Backers of the senators point out that Cohen, former chief of staff to Democratic Gov. Zell Miller, defended the voter-ID law at the request of Democratic Attorney General Thurbert Baker. Also, they note, Ross was a Republican choice, while Democrats fought for Pryor and May, who are white.

The six nominees will now be vetted by the Senate Judiciary Committee, as Isakson and Chambliss will allow that process to proceed, but it’s unclear how long it will take.

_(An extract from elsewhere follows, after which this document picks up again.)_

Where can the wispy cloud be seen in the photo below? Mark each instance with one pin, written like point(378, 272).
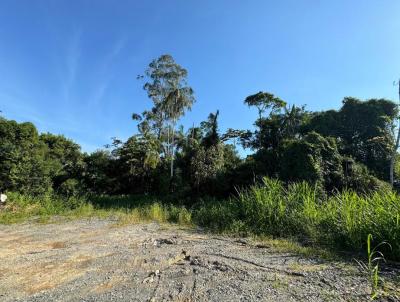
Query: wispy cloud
point(73, 55)
point(105, 72)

All nominees have hit snags in recent weeks after Democrats infuriated Senate Republicans by changing the chamber’s rules so they could overcome a filibuster against an administration nominee with 51 votes instead of 60. Republicans declined to allow pending nominees to remain into the new year as a courtesy, so Obama would have to re-nominate the Georgia candidates — along with a slew of others — in January.

“What has been done needs to be undone,” Lowery said. “Long after Barack Obama has gone back to Chicago or wherever he decides to go … the judges that he seats on our courts will still be there. They will still be engaged in whatever mischief they can engage.”